Она пылко обняла меня и заявила, что ни минутой дольше не будет меня задерживать.
После этого мы пили чай и мирно беседовали до двух часов ночи.
То, о чем я только что поведал, произошло во вторник, а в воскресенье утром мне позвонил один знакомый нашей семьи, который жил у матери, пока отец лежал в больнице, и попросил немедленно приехать — матери стало плохо. Мамин врач, профессор Наина Шварц, уже в пути, в настоящий момент приступ прошел. Я поспешил на Стургатан, 7. Дверь открыла профессор и сообщила, что мать умерла всего несколько минут назад.
К собственному удивлению, я не смог сдержаться и безудержно разрыдался. Но слезы скоро высохли, старая докторша молча держала меня за руку. Когда я успокоился, она рассказала, что агония продолжалась недолго — двумя приступами по двадцать минут.
Спустя некоторое время я остался наедине с матерью в ее тихой квартире.
Мать лежала в кровати, одетая в белую фланелевую ночную сорочку и вязаную голубую ночную кофту. Голова чуть повернута, рот приоткрыт. Темные круги вокруг глаз подчеркивали бледность лица, все еще черные волосы аккуратно расчесаны — впрочем, нет, волосы уже не были черными, они были серо — стального цвета, и последние годы она носила короткую стрижку, но в памяти ее волосы оставались по — прежнему черными, возможно, прореженные седыми прядками. Руки сложены на груди. На левом указательном пальце белела полоска пластыря.
Внезапно комнату залило ярким светом приближающейся весны. На тумбочке в изголовье усердно тикал маленький будильник.
Мне казалось, что мать дышит, что грудь ее вздымается, что я слышу тихое дыхание, вижу, как подрагивают ее веки, мне казалось, будто она спит и вот — вот проснется. (Моя вошедшая в привычку обманчивая игра с действительностью.)

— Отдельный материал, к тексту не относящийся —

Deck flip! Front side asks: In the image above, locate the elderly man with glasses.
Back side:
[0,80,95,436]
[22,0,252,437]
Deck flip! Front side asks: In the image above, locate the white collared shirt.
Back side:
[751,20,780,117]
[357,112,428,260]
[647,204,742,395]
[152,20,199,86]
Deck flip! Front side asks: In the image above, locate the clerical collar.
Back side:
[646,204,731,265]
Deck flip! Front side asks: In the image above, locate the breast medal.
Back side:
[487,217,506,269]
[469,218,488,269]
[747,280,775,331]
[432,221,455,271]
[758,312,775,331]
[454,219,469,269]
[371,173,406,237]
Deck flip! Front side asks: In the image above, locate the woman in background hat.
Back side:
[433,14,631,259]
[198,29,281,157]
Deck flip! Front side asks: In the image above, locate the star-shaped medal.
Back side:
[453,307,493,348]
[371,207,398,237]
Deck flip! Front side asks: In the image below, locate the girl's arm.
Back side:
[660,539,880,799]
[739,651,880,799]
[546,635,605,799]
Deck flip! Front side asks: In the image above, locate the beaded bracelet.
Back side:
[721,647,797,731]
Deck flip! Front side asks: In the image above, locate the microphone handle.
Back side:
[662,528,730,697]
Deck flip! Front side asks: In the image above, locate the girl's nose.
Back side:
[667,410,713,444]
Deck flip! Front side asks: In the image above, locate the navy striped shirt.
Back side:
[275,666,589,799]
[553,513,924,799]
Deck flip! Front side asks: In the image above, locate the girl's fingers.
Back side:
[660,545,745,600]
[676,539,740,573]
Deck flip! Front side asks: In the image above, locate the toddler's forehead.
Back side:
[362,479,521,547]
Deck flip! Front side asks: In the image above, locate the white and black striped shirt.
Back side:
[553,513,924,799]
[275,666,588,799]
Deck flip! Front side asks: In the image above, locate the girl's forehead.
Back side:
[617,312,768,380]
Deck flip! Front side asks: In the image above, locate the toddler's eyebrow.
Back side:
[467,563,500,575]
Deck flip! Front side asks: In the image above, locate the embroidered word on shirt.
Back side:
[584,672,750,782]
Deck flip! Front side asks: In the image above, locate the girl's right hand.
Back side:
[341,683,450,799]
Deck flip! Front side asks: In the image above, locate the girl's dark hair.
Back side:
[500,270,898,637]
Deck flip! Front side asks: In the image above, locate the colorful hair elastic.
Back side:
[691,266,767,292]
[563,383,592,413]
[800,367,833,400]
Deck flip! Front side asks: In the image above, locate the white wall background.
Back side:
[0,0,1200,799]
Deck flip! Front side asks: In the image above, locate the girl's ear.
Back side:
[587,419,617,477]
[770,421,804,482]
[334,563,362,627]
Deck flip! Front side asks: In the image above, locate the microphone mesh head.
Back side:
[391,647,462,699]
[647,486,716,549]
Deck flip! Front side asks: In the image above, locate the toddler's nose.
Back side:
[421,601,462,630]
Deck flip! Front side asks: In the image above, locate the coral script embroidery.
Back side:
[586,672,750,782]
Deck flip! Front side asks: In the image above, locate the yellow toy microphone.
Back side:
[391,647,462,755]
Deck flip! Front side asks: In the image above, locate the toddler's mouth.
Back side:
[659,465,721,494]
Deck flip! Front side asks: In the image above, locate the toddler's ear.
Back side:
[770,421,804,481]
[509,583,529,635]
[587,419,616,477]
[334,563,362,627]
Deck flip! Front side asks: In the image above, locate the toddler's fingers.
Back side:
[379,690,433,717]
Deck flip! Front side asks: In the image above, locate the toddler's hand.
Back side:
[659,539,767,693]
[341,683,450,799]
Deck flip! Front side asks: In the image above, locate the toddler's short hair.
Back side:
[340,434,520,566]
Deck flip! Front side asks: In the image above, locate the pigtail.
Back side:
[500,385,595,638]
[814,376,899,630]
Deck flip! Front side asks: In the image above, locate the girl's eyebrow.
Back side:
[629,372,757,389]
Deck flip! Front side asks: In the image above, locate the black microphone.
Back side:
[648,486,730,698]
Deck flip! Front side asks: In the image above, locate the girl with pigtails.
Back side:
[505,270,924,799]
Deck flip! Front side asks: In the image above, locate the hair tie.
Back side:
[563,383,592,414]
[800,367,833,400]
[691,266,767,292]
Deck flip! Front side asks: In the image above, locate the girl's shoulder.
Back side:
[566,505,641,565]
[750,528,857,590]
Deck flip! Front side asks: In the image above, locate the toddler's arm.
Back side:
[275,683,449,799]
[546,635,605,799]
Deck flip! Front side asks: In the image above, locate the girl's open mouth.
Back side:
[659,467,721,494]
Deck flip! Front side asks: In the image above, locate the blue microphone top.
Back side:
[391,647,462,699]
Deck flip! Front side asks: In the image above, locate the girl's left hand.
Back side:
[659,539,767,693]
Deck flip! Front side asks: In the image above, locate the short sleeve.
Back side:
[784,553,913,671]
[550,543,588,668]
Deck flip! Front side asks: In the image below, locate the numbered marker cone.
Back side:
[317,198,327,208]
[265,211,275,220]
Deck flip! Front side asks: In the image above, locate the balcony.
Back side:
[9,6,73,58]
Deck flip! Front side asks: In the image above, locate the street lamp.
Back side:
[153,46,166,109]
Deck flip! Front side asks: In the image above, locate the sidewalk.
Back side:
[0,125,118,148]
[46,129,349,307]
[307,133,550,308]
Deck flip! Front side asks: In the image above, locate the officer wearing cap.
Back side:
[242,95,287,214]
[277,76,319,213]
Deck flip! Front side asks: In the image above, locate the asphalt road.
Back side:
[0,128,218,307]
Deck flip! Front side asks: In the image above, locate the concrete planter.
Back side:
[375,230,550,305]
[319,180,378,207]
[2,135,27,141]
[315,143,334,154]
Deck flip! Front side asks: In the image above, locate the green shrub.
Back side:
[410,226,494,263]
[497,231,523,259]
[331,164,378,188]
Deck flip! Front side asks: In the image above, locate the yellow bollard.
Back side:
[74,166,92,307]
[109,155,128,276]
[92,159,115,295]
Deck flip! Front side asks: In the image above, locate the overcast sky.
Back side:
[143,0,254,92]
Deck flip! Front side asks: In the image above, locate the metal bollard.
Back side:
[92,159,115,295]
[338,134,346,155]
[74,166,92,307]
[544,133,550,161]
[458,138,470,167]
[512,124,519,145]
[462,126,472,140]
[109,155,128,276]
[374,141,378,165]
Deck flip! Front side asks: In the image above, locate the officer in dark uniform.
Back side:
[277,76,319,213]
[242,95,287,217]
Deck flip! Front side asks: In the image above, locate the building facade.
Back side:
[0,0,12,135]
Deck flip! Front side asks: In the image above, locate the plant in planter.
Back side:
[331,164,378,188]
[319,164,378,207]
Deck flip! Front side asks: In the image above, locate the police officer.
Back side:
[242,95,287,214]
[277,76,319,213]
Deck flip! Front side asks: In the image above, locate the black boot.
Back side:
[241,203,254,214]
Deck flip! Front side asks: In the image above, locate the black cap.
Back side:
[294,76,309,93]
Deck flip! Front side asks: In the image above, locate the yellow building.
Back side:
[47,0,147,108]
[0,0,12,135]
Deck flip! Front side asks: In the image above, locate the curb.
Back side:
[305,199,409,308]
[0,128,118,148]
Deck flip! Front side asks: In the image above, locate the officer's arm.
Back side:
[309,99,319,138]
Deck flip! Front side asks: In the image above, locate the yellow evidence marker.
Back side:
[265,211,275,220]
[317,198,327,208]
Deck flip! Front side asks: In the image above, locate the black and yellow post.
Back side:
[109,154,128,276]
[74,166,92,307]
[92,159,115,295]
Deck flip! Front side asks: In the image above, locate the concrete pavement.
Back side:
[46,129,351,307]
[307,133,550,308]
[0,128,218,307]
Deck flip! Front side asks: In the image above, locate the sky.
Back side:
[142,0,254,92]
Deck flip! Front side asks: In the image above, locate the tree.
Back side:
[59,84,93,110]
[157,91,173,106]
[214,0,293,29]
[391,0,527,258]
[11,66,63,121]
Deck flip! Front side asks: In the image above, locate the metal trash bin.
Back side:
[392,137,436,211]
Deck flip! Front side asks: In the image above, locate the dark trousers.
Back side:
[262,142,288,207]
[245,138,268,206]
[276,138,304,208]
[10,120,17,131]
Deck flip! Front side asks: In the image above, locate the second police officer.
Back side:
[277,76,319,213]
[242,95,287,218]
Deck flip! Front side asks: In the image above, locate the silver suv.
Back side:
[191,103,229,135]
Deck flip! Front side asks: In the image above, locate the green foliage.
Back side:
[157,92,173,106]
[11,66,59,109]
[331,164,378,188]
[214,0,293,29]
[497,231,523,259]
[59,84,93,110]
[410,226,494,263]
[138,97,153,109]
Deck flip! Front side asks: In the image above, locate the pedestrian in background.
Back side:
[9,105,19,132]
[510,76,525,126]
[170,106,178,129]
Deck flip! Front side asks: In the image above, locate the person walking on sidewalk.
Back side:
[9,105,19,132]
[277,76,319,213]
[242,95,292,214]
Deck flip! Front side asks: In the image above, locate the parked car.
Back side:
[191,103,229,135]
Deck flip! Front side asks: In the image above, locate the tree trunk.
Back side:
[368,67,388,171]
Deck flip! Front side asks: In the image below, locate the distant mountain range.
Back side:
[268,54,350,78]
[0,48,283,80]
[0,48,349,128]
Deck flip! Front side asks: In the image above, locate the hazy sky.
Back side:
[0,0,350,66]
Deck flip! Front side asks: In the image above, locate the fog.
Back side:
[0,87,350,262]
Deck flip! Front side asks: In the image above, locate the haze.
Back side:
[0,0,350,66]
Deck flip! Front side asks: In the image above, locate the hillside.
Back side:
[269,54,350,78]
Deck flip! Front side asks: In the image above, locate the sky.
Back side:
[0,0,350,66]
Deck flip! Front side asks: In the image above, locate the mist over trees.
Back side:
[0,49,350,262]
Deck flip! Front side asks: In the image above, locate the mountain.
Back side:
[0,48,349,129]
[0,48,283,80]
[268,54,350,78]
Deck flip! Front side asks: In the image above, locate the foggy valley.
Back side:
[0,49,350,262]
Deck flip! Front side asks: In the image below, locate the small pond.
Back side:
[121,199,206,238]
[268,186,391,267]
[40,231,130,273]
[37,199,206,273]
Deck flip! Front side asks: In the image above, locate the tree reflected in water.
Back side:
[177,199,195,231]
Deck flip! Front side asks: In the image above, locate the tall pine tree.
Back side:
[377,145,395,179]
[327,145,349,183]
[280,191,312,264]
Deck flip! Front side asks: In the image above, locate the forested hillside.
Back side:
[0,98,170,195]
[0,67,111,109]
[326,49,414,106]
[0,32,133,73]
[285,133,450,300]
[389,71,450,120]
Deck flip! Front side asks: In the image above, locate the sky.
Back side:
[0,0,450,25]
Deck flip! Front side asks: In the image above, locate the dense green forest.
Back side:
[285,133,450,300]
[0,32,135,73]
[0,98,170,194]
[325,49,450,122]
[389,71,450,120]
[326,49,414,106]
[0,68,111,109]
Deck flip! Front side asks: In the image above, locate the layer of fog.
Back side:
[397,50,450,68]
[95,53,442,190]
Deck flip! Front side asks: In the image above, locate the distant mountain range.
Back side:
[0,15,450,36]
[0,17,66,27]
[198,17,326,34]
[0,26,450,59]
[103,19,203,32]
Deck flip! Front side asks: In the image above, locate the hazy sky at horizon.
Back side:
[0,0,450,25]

Я просидел там несколько часов. Колокола церкви Хедвиг Элеоноры прозвонили к мессе, по комнате перемещался свет, откуда‑то слышались звуки рояля. Не думаю, чтобы я особенно горевал, по — моему, я вообще ни о чем не думал, я, кажется, даже не наблюдал за собой со стороны, не разыгрывал спектакль с собственной персоной в главной роли — профессиональная болезнь, немилосердно преследовавшая меня всю жизнь и зачастую нарушавшая цельность моих самых глубоких переживаний или вовсе лишавшая меня их.
Я мало что помню из часов, проведенных в комнате матери. Самое яркое воспоминание — полоска пластыря на ее левом указательном пальце.
В тот же вечер я навестил отца и сообщил ему о смерти матери. Он хорошо перенес операцию и справился с последовавшим за операцией воспалением легких. Сейчас, одетый в старый халат, он сидел в голубом кресле в своей палате, благообразный, чисто выбритый, сжимая длинными костлявыми пальцами набалдашник палки. И не сводил с меня ясных, спокойных, широко раскрытых глаз. Когда я рассказал все, что знал, он только кивнул и попросил оставить его одного.